Hollis Johnson/Business Insider
- Chip Paucek is the cofounder and CEO of the educational tech company 2U.
- His first company failed after 10 years, and he considers the day he laid off most of his staff to be the worst of his career.
- He says the startup culture of "failing fast" is cavalier and not helpful. Paucek recognizes the value of learning from failure, but recommends building a company with focus and deliberation.
- C-Suite Insider is a collection of exclusive interviews with leaders of the world's largest companies.
Research has found that about 70% of venture-backed startups, those that are looking to scale, fail to ever return money to investors.

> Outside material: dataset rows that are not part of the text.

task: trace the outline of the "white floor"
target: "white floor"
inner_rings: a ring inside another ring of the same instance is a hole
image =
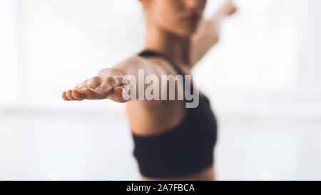
[[[218,118],[218,179],[321,179],[321,120]],[[0,179],[136,180],[132,150],[123,113],[0,116]]]

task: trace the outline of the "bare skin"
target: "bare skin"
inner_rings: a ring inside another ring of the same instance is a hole
[[[144,49],[152,49],[173,60],[186,75],[194,65],[219,40],[220,23],[236,11],[228,0],[208,20],[203,19],[206,0],[141,0],[147,18]],[[123,84],[125,75],[133,75],[138,81],[138,70],[146,75],[176,75],[168,62],[159,58],[144,59],[134,56],[113,68],[98,71],[97,76],[63,91],[66,101],[109,99],[126,102],[127,116],[133,134],[140,136],[164,133],[177,126],[185,114],[183,101],[125,101],[123,90],[133,84]],[[136,86],[138,89],[138,86]],[[160,89],[160,90],[162,90]],[[167,91],[160,91],[160,94]],[[161,180],[214,180],[214,165],[192,175]],[[143,180],[158,180],[141,176]]]

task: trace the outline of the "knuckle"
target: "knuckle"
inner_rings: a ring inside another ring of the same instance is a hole
[[[105,79],[105,82],[113,84],[116,83],[116,80],[115,78],[113,78],[113,76],[107,76]]]

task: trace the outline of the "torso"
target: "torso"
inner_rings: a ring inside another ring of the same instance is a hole
[[[170,65],[169,65],[170,66]],[[190,69],[185,66],[184,73],[190,74]],[[173,74],[175,74],[172,70]],[[203,96],[203,95],[200,95]],[[152,110],[146,109],[146,101],[128,101],[127,115],[132,133],[139,136],[149,136],[165,134],[168,131],[178,126],[186,116],[187,111],[184,101],[156,101],[156,107]],[[155,106],[154,105],[154,106]],[[143,180],[158,180],[158,178],[141,175]],[[161,180],[214,180],[213,164],[183,177],[162,178]]]

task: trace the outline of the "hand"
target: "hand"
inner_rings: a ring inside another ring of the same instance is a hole
[[[238,10],[238,6],[232,0],[227,0],[220,9],[225,16],[231,16]]]
[[[110,99],[116,102],[126,102],[123,90],[131,84],[122,84],[123,75],[96,76],[76,86],[73,89],[63,91],[66,101]]]

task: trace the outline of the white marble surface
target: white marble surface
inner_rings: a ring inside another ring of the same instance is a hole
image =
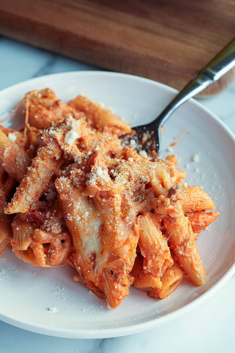
[[[0,37],[0,89],[42,75],[84,70],[97,68]],[[235,132],[235,82],[215,97],[200,100]],[[147,332],[116,338],[58,338],[0,321],[0,353],[234,352],[235,292],[234,276],[212,298],[192,310],[190,315]]]

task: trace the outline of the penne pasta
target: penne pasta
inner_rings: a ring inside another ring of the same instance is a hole
[[[143,257],[145,273],[160,277],[173,264],[170,249],[161,231],[160,221],[150,212],[137,218],[135,231],[139,238],[138,244]]]
[[[218,212],[214,211],[211,212],[195,211],[193,212],[185,213],[185,216],[189,220],[193,232],[198,234],[214,222],[219,214]]]
[[[110,108],[105,109],[81,95],[69,102],[68,105],[84,113],[89,127],[105,134],[117,137],[131,131],[130,125],[114,114]]]
[[[171,190],[170,197],[171,199],[179,201],[185,212],[215,208],[211,198],[197,186],[185,187],[176,184]]]
[[[51,176],[63,163],[60,159],[62,156],[61,149],[55,142],[38,149],[37,156],[5,209],[5,213],[25,213],[37,204],[42,193],[47,190]]]
[[[31,162],[28,154],[1,130],[0,161],[5,170],[19,182],[24,178]]]
[[[132,284],[156,299],[184,273],[203,285],[195,240],[219,214],[176,156],[126,145],[118,137],[135,131],[83,96],[66,104],[46,88],[24,103],[24,127],[0,126],[0,255],[9,245],[33,265],[72,266],[112,308]]]
[[[151,288],[148,291],[150,298],[162,299],[168,297],[177,289],[184,277],[184,272],[176,259],[171,267],[167,269],[161,277],[162,285],[160,288]]]
[[[184,215],[179,201],[171,201],[163,196],[155,199],[154,208],[161,214],[168,236],[170,247],[184,271],[194,284],[202,286],[206,275],[195,242],[194,236],[188,219]]]

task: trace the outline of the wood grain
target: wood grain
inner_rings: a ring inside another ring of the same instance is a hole
[[[234,36],[235,14],[234,0],[0,0],[0,33],[180,89]]]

It makes sense, then, that as a startup hub, Silicon Valley would develop a particular culture around failure, where you can "fail forward" and keep throwing ideas and cash out there until something sticks and you get a billion-dollar company.
Chip Paucek got that billion-dollar company - as of this writing, his education technology firm 2U has a market cap around $4 billion - but he hates that culture. "Drives me nuts," he told Business Insider in an interview last month, after announcing 2U's earnings.

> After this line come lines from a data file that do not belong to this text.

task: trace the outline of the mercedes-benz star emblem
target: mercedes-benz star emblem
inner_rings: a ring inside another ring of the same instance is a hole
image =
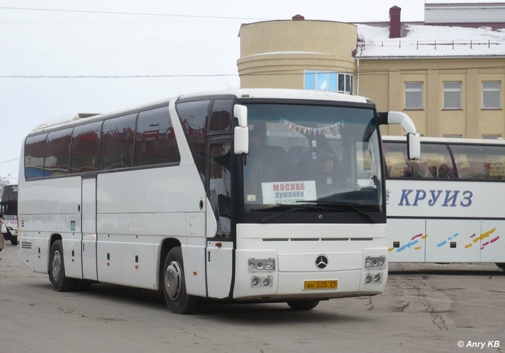
[[[324,270],[328,266],[328,258],[325,255],[319,255],[316,258],[316,267],[320,270]]]

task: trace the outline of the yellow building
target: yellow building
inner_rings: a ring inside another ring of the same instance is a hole
[[[505,3],[443,5],[426,4],[424,22],[400,22],[393,7],[386,22],[297,15],[243,25],[240,86],[359,94],[408,113],[426,136],[505,137],[505,30],[496,30]]]

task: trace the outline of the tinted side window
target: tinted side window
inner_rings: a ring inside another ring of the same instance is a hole
[[[108,119],[102,131],[100,169],[132,166],[134,132],[137,113]]]
[[[405,142],[384,142],[383,151],[388,175],[391,178],[452,179],[452,161],[443,144],[421,144],[421,158],[409,160]]]
[[[136,136],[134,165],[180,161],[168,106],[140,112]]]
[[[72,138],[70,172],[98,170],[102,122],[76,126]]]
[[[211,100],[185,102],[177,104],[177,113],[186,134],[196,168],[205,185],[205,136]]]
[[[44,161],[44,176],[68,173],[72,128],[54,131],[47,135]]]
[[[461,179],[505,180],[505,146],[451,145]]]
[[[234,103],[233,99],[217,99],[214,101],[211,115],[211,131],[231,129],[231,118],[233,116]]]
[[[25,142],[25,179],[44,175],[44,154],[47,134],[31,136]]]

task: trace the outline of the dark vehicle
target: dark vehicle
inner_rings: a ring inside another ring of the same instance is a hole
[[[6,185],[0,200],[0,213],[7,226],[7,232],[4,234],[6,240],[11,244],[18,244],[18,186]]]

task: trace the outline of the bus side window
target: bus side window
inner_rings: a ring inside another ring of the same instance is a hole
[[[47,134],[27,138],[25,142],[25,179],[44,175],[44,153]]]
[[[137,113],[134,113],[104,122],[100,152],[100,170],[132,166],[136,116]]]
[[[73,128],[49,133],[45,146],[44,176],[67,174],[70,164],[70,141]]]
[[[505,180],[505,146],[451,145],[462,179]]]
[[[212,104],[211,114],[211,131],[228,130],[231,129],[234,99],[216,99]]]
[[[391,178],[408,177],[409,167],[406,161],[407,148],[405,143],[384,142],[384,158],[388,175]]]
[[[168,106],[141,111],[135,136],[134,166],[180,161]]]
[[[193,155],[196,169],[205,188],[205,148],[207,120],[212,100],[177,103],[175,106]]]
[[[102,122],[76,126],[72,138],[70,172],[98,170]]]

Paucek started 2U in 2008 as a way to take elite college classes and make them fully online, without compromise, and for credit equal to those offered on campus. 2U helped transform this concept from a radical to mainstream one, with partners like Yale, MIT and Oxford. It went public in 2014 and brought in nearly $412 million in revenue in 2018. Paucek has said it's on track to see $1 billion in revenue within the next few years. It's the third time Paucek has run a venture-backed company, the second time he's built one, and the first one he's comfortable calling a true success.
"I would say without question, the fact that I did what I did and failed is part of what makes me now, no question. But the failure itself is not the value, and the notion that people run and fail forward fast is ridiculous," he told us.

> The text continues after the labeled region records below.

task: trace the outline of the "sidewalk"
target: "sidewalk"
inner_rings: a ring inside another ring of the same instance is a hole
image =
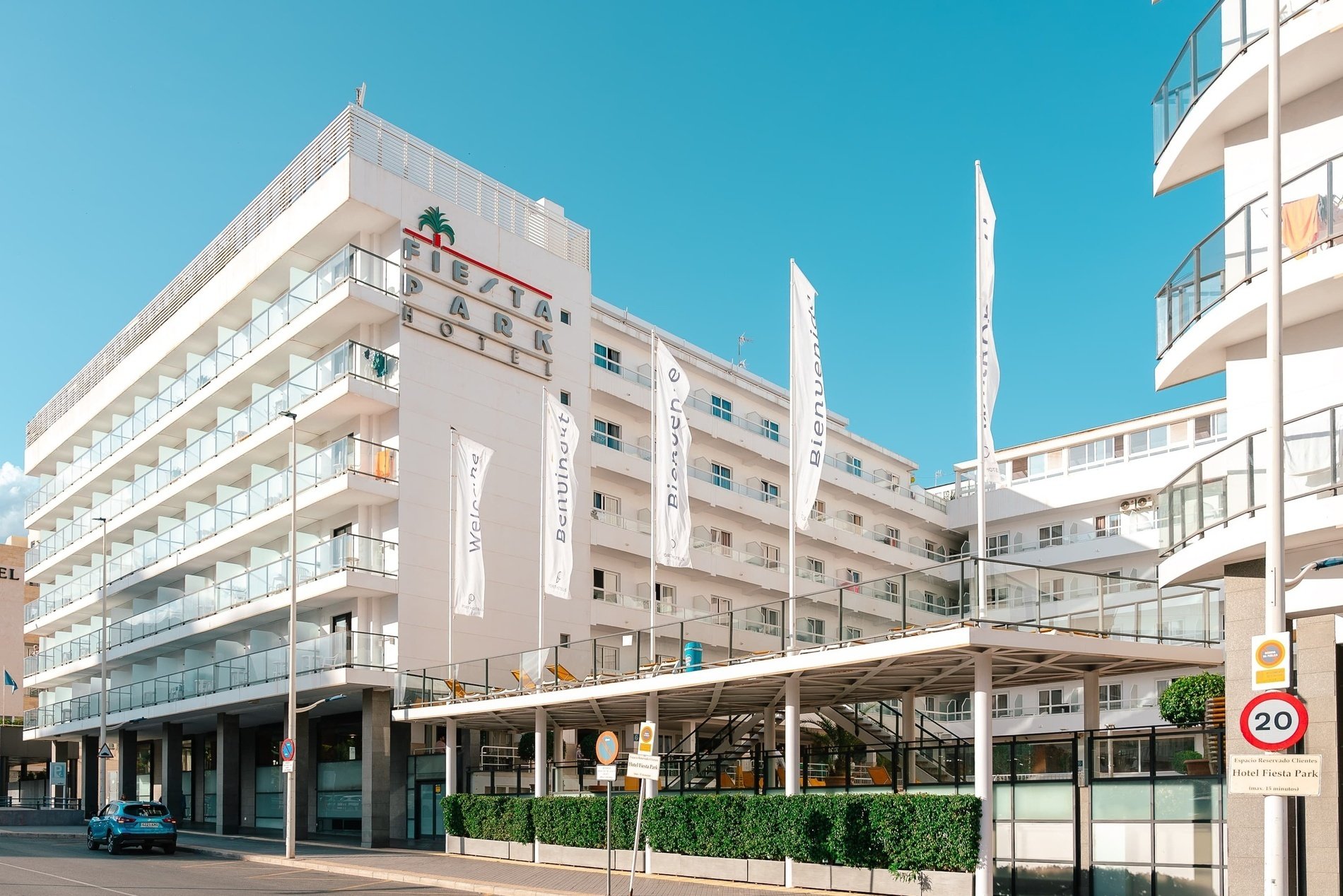
[[[83,827],[5,827],[0,837],[83,838]],[[285,868],[312,868],[351,877],[367,877],[445,889],[467,889],[490,896],[604,896],[606,872],[565,865],[532,865],[493,858],[467,858],[410,849],[363,849],[346,844],[301,841],[298,857],[285,858],[285,844],[269,837],[224,837],[180,832],[177,844],[220,858],[243,858]],[[630,872],[615,872],[612,893],[626,893]],[[639,896],[760,896],[806,893],[755,884],[723,884],[710,880],[638,875]]]

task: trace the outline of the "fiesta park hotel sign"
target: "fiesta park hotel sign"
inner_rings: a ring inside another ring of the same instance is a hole
[[[549,379],[553,297],[457,251],[455,242],[436,206],[419,216],[419,230],[402,228],[402,321]]]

Shortly after he graduated college in 1992, Paucek built the Cerebellum Corporation. Its flagship offering was the kids' educational program "Standard Deviants," which ran for a time on PBS and featured young talent like an upstart Kerry Washington, of "Scandal" fame. But eight years, the Cerebellum Corporation was running out of money.
He had about 100 employees at the time, and one day he put 70% of them in one room and 30% in the other.
"I laid off the 70 and it's the worst day of my career, without question," he said. "Nothing's close, still today. If you go through that and it doesn't change you, you have no brain or soul." He shut down the Cerebellum Corporation two years later.
Through all of this, his wife's steady salary kept them afloat. Taking your business through failure is lonely, he said, "and most people don't recover from it."
He veered into a job as the campaign manager for US Sen. Barbara Mikulski, and then joined Educate Inc., which owned the educational series Hooked on Phonics. He eventually decided it was time to take another shot at building his own business, despite the pain of the first.
But he had learned. "In my first company I did way too much, way too fast," Paucek said. He explained that he was able to build a team that allowed 2U to grow effectively, but, "One thing I will take credit for is our focus. I had been burned enough by a sort of desire to do too much."
Sure, 2U's business model of partnering with universities on developing an online learning experience and sharing tuition was untested, but he was deliberate about ensuring that the team nailed execution before pitching new clients or expanding the business. It was OK to make mistakes, but he and his team were not going to be reckless and force unnecessary challenges.
Paucek wants entrepreneurs and would-be entrepreneurs to know what they're getting into, respect they're part of a company with other people, and to not fall for the myth of embracing failure. "The reason that it gets me amped up is this whole idea that somehow failure is something beautiful," he said. "No, it's rough."